|
It’s interesting to see the VC strategies being followed in the Indian market. Till last year, I used to find the distinction between VC and PE in India a little arbitrary because of the kind of sums involved but it’s now beginning to make some sense. There is an area of overlap in terms of the amount of money invested and the stake taken, but in such cases the markets which are being targeted by the investee will vary.
Basic definitions:
A venture capitalist invests in early stage start-up or formative companies which have either not launched or have just launched their product; revenues would not be anything to write home about.
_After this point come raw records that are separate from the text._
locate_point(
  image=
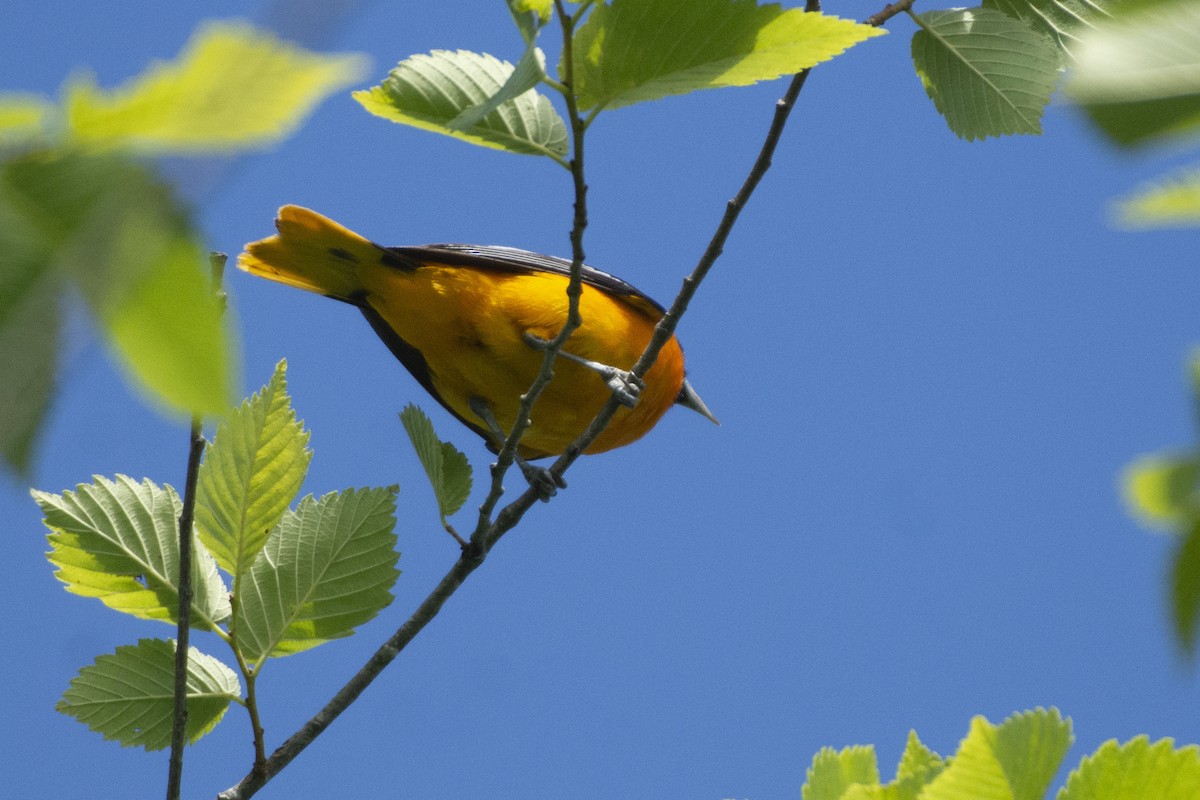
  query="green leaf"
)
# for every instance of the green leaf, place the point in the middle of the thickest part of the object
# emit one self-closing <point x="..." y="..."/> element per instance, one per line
<point x="630" y="50"/>
<point x="129" y="696"/>
<point x="531" y="16"/>
<point x="833" y="773"/>
<point x="23" y="116"/>
<point x="445" y="465"/>
<point x="327" y="567"/>
<point x="1060" y="19"/>
<point x="431" y="91"/>
<point x="119" y="541"/>
<point x="988" y="73"/>
<point x="113" y="229"/>
<point x="232" y="88"/>
<point x="1186" y="588"/>
<point x="918" y="767"/>
<point x="29" y="343"/>
<point x="1138" y="74"/>
<point x="251" y="473"/>
<point x="1013" y="761"/>
<point x="1162" y="489"/>
<point x="1173" y="200"/>
<point x="1137" y="770"/>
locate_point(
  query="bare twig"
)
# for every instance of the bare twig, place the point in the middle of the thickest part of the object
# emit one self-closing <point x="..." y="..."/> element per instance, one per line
<point x="183" y="625"/>
<point x="510" y="515"/>
<point x="179" y="719"/>
<point x="574" y="287"/>
<point x="888" y="12"/>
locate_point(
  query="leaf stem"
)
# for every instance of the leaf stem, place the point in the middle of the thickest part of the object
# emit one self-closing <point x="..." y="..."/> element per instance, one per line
<point x="511" y="513"/>
<point x="184" y="621"/>
<point x="183" y="624"/>
<point x="508" y="452"/>
<point x="888" y="12"/>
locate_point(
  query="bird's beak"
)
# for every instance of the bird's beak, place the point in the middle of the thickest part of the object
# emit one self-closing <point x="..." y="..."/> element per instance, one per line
<point x="689" y="398"/>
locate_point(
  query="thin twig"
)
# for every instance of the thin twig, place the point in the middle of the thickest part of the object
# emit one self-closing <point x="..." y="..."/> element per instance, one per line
<point x="888" y="12"/>
<point x="179" y="715"/>
<point x="184" y="621"/>
<point x="511" y="513"/>
<point x="574" y="288"/>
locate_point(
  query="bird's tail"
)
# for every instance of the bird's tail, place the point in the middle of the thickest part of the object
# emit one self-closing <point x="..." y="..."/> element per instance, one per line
<point x="311" y="252"/>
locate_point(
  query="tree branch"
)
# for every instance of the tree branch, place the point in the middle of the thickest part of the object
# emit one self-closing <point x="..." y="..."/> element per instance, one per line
<point x="888" y="12"/>
<point x="510" y="515"/>
<point x="184" y="621"/>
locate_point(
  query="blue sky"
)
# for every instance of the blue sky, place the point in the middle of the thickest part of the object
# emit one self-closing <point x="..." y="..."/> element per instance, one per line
<point x="931" y="359"/>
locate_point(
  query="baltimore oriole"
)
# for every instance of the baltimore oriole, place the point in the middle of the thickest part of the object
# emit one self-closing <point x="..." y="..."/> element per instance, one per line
<point x="467" y="322"/>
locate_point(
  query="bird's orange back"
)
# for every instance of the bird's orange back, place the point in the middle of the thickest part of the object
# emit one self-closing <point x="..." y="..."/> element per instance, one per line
<point x="457" y="317"/>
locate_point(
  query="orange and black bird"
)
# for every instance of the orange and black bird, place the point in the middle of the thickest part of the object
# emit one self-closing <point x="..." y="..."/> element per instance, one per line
<point x="469" y="323"/>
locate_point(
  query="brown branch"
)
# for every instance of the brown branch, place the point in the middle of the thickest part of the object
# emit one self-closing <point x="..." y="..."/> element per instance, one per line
<point x="888" y="12"/>
<point x="510" y="515"/>
<point x="184" y="613"/>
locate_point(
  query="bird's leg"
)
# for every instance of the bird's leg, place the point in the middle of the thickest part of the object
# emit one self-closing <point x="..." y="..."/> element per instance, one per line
<point x="624" y="384"/>
<point x="545" y="482"/>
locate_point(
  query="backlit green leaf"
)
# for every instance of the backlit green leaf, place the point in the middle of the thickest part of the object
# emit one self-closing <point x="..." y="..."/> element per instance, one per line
<point x="129" y="696"/>
<point x="1163" y="489"/>
<point x="630" y="50"/>
<point x="23" y="116"/>
<point x="447" y="467"/>
<point x="29" y="344"/>
<point x="835" y="771"/>
<point x="251" y="473"/>
<point x="432" y="91"/>
<point x="232" y="88"/>
<point x="1060" y="19"/>
<point x="988" y="73"/>
<point x="1013" y="761"/>
<point x="114" y="230"/>
<point x="1138" y="74"/>
<point x="1186" y="587"/>
<point x="327" y="567"/>
<point x="119" y="541"/>
<point x="1137" y="770"/>
<point x="1169" y="202"/>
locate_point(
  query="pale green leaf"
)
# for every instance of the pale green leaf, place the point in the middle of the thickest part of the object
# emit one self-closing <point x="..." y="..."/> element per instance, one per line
<point x="834" y="773"/>
<point x="1186" y="588"/>
<point x="327" y="567"/>
<point x="1138" y="74"/>
<point x="119" y="541"/>
<point x="531" y="16"/>
<point x="1013" y="761"/>
<point x="987" y="72"/>
<point x="1137" y="770"/>
<point x="447" y="467"/>
<point x="251" y="473"/>
<point x="527" y="74"/>
<point x="917" y="768"/>
<point x="23" y="116"/>
<point x="1163" y="489"/>
<point x="431" y="91"/>
<point x="114" y="230"/>
<point x="232" y="88"/>
<point x="1173" y="200"/>
<point x="630" y="50"/>
<point x="29" y="344"/>
<point x="1060" y="19"/>
<point x="130" y="695"/>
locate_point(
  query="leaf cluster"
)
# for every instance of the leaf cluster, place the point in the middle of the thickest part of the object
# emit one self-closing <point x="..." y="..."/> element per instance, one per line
<point x="1163" y="491"/>
<point x="82" y="215"/>
<point x="1138" y="79"/>
<point x="297" y="577"/>
<point x="1015" y="759"/>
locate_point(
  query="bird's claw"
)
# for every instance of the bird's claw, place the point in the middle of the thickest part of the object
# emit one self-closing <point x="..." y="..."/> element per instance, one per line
<point x="541" y="480"/>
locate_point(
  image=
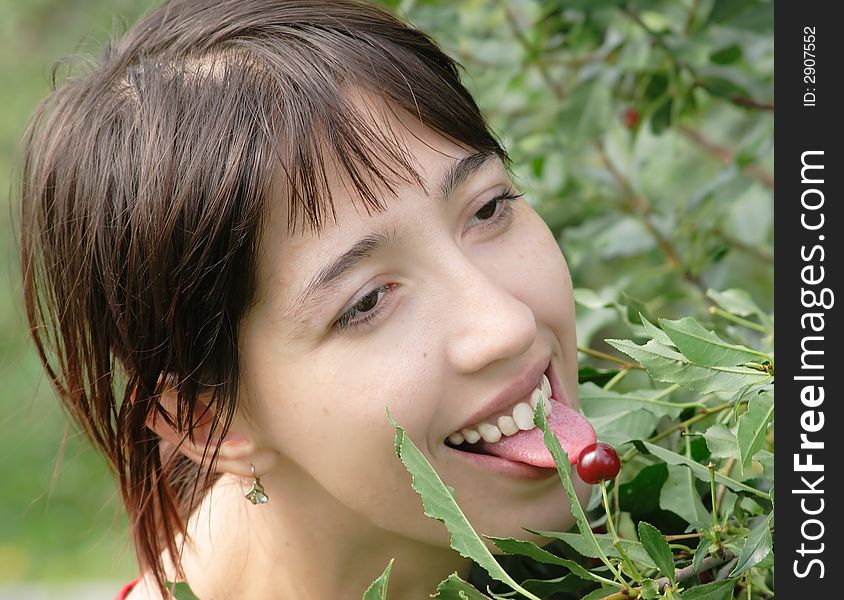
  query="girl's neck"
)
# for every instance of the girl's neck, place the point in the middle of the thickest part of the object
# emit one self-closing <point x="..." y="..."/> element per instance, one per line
<point x="292" y="548"/>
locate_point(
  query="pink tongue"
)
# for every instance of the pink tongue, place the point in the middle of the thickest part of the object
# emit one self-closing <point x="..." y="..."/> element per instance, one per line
<point x="570" y="427"/>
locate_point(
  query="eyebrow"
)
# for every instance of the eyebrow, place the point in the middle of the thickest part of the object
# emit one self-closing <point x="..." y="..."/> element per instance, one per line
<point x="329" y="277"/>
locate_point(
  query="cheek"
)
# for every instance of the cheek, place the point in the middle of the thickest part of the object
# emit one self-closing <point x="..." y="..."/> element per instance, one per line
<point x="538" y="274"/>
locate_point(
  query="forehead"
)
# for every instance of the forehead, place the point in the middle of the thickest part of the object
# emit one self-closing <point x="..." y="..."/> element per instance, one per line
<point x="290" y="256"/>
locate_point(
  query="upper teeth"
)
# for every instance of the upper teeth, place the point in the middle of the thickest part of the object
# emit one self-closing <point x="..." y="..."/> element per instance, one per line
<point x="520" y="419"/>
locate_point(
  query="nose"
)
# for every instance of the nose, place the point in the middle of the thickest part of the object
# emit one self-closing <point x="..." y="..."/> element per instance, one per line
<point x="486" y="321"/>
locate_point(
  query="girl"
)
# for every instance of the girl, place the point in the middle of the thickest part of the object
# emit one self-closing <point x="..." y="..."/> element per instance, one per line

Private equity, on the other hand, invests in firms with well-established business models and significant revenues. This could be just pre-IPO. It could also be to take a publicly listed company private or perhaps just one of their divisions. (PIPE as its called – private investment in public entities)
The general expectation is that as one moves from PE to VC, returns would be higher as would the risk component.
And now we come to the VCs and the PEs entering the Indian market. And that is the quirky element. VCs don’t necessarily seem to have a focus on technology growth – as in the US or more relevantly, Israeli markets. The risk component they are incorporating seems to be associated with geography i.e. emerging countries, and the evolutionary nature of the markets as a whole.
One interesting example from last year - Norwest Venture Partners, a VC firm from the US picked up a less than 5% equity stake in On Mobile from the open market. So, now you have
- A very active early stage VC
- picking up a minority stake
- in a publicly listed,
- mid-market company
None of these are the tenets of a western venture capitalist. OnMobile’s investors include the likes of Infosys, Deutsche Bank, Goldman Sachs and Polygon Investment Partners – none of them being the VC space players. But then Norwest themselves elaborated on their strategy for the Indian markets – growth and late stage investing as well as PIPEs i.e. minority investments in large companies who are leaders in their space. Some of their other investments – Adventity, the KPO, Suvidhaa (that’s an old name – service commerce), Yatra etc.
At the other end of the spectrum you have VCs like Accel Partners – their website talks of seed and early stage investing. They are investing with an already active group of people – Erasmic Venture Fund – which should certainly give then a better idea of the market. Another interesting one is Helion Ventures. A lovely aspect of all these VCs is that it gives a whole new set of entrepreneurs a chance. In India you never had a chance to think of starting a ‘business’ unless your dad had the money. But it’s now completely about what you have done with your life – not where you are coming from.
So, where does that leave the poor PE guys? It will take them a while to recoup the losses they will end up making on their investments made at the peak of the market in 2007. After all, at that point in time the fight was for the Escorts, Ranbaxys and DLFs. Those were interesting times – for the family entrepreneur, it was far cheaper to raise money from the public markets. But then you had these PE firms, strong believers in the Indian growth story and huge piles of money waiting to be invested. End result – sky high valuations. It remains to be seen the kind of IRRs the funds raised in 2007 will earn on their investments. The clear winners I would imagine will be the new funds that have invested last year.